|Matthew Henry's Concise Commentary|
5:39-44 The Jews considered that eternal life was revealed to them in their Scriptures, and that they had it, because they had the word of God in their hands. Jesus urged them to search those Scriptures with more diligence and attention. Ye do search the Scriptures, and ye do well to do so. They did indeed search the Scriptures, but it was with a view to their own glory. It is possible for men to be very studious in the letter of the Scriptures, yet to be strangers to its power. Or, Search the Scriptures, and so it was spoken to them in the nature of an appeal. Ye profess to receive and believe the Scripture, let that be the judge. It is spoken to us as advising or commanding all Christians to search the Scriptures.

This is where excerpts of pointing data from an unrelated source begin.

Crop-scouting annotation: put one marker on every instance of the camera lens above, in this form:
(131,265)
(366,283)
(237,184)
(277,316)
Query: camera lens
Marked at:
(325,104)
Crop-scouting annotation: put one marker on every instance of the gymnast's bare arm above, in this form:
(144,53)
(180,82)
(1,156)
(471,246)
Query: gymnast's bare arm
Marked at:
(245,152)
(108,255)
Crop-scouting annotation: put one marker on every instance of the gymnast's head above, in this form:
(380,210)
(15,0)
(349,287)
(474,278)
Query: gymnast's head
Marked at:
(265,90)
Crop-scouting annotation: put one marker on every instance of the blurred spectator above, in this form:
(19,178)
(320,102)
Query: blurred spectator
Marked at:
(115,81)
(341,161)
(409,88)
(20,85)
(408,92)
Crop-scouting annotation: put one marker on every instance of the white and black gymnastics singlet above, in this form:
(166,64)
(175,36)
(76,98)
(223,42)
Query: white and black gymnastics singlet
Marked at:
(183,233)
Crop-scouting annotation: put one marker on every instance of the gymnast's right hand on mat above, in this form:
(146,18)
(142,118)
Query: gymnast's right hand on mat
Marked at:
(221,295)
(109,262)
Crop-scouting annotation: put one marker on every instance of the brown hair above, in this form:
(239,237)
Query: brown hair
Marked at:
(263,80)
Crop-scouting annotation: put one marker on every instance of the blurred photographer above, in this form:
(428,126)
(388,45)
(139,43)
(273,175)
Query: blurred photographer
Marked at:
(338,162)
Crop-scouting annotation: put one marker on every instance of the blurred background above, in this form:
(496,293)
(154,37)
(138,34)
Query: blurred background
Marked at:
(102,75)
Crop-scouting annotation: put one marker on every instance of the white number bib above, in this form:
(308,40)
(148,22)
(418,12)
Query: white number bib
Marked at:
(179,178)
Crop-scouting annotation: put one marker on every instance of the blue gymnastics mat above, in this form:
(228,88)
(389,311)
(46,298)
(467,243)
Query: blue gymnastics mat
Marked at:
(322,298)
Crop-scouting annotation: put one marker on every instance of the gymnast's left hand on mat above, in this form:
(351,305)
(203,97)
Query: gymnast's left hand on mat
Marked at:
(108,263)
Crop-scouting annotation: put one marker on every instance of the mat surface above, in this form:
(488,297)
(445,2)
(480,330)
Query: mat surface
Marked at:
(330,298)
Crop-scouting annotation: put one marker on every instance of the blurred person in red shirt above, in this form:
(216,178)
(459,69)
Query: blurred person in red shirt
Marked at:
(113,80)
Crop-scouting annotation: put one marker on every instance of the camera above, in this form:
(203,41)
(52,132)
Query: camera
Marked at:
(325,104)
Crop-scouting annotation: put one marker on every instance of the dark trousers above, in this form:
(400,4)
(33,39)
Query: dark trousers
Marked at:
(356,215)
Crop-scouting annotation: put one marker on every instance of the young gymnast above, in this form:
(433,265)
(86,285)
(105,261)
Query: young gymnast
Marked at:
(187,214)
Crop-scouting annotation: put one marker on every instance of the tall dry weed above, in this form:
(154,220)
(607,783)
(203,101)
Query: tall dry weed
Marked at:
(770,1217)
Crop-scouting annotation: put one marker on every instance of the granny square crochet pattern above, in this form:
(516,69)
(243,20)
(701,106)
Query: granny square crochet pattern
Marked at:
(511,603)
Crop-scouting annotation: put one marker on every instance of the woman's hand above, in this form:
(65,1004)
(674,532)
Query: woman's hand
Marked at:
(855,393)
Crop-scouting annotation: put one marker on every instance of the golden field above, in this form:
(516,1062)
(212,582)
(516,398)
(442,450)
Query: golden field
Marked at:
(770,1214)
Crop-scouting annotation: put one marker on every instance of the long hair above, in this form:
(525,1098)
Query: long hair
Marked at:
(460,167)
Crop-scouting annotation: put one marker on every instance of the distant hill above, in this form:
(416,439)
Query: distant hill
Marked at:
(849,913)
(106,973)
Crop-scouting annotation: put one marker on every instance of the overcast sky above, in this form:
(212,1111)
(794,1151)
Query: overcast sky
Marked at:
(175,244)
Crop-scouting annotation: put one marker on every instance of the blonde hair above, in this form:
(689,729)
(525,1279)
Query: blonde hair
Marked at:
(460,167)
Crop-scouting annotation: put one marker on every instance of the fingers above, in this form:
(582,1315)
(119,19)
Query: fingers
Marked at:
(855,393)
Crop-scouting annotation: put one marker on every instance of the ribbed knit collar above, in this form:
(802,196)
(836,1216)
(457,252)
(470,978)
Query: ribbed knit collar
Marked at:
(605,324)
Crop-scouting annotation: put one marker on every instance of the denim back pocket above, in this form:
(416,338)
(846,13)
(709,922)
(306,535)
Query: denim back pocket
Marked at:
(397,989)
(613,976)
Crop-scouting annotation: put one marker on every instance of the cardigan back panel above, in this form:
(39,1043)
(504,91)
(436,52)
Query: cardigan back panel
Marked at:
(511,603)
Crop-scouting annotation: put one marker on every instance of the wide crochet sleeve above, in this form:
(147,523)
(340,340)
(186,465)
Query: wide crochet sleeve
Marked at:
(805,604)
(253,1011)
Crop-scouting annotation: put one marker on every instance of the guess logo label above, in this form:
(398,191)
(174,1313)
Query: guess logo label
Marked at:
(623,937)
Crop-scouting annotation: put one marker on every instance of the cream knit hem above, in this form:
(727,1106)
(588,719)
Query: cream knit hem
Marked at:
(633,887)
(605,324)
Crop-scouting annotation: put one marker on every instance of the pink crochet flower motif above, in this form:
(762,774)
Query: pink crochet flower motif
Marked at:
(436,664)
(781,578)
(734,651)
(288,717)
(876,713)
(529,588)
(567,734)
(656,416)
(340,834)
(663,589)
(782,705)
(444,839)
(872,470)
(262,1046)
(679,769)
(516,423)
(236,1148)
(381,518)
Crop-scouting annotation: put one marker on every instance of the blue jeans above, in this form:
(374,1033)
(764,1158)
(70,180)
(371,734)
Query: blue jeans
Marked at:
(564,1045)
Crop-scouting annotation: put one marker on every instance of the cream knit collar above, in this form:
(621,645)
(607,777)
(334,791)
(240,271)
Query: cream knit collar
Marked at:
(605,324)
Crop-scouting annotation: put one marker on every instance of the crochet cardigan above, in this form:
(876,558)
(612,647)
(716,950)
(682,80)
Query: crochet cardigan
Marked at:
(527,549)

Not only read them, and hear them, but search them; which denotes diligence in examining and studying them. We must search the Scriptures for heaven as our great end; For in them ye think ye have eternal life. We must search the Scriptures for Christ, as the new and living Way, that leads to this end. To this testimony Christ adds reproofs of their unbelief and wickedness; their neglect of him and his doctrine. Also he reproves their want of the love of God. But there is life with Jesus Christ for poor souls. Many who make a great profession of religion, yet show they want the love of God, by their neglect of Christ and contempt of his commandments. It is the love of God in us, the love that is a living, active principle in the heart, which God will accept. They slighted and undervalued Christ, because they admired and overvalued themselves. How can those believe, who make the praise and applause of men their idol! When Christ and his followers are men wondered at, how can those believe, the utmost of whose ambition is to make a fair show in the flesh!
Verses 41-47. -
(d) The effect of the revelation of the Son upon the Jews. Verses 41, 42. - This appeal to the will of man was apparently entirely misunderstood, and ended for the time in failure. "They would not come." Everything was prepared, but none were ready or willing to accept even so rich a blessing as life itself. This is the refrain of the whole Bible: "Ye will not; .... Ye would not;" "What could have been done more to my vineyard, that I have not done in it?" "I called, and ye refused;" "I wrote the great things of my Law; ye have counted them as strange things." Our Lord proceeds in the closing words to account in some respects for this unwillingness. I receive not glory from men, but I know you (ἔγνωκα, I have come by experience or intuition to such knowledge of you), that you have not the love of God in you. The love of God is the principle of all obedience; and Christ elsewhere declares it to be the first and great commandment of the Law. But love is the principle of all knowledge. "He that loveth not knoweth not." This principle reaches its fullest expression when we learn the greater truth that "God is love." It is true of all objects of love, the highest kind of knowledge is not possible without love. This is pre-eminently the case when we think of knowing God. Since God is essential Love, without experiencing love we cannot realize that Divine essence. Again, there is an elementary faith that precedes elementary love, but when love is once awakened, faith again deepens, and love grows by what it feeds upon, until the faith becomes vision and the love rapture. But why the opening words, I receive not glory from men? Probably they intimate opposition and questioning to some such effect as this: "Thou hast declared thyself the Giver of life and resurrection, and charged our lack of spiritual life upon our unwillingness to believe these claims and to submit ourselves to these exalted assumptions or to go to thee for life. Thou art eager, after all, for our approval and glory." To this Christ replied, "Glory from men I receive not. It is not for my sake, but for yours, I say, 'Come unto me and live;' but, alas! having searched you through and through, I discern no love, none of the spirit out of which the forces of faith can be evolved. The reason why you are unwilling to come to me for life is that you are measuring me by yourselves, and have not that self-emptying and abnegation and distrust out of which faith and love, love and faith, must ever spring."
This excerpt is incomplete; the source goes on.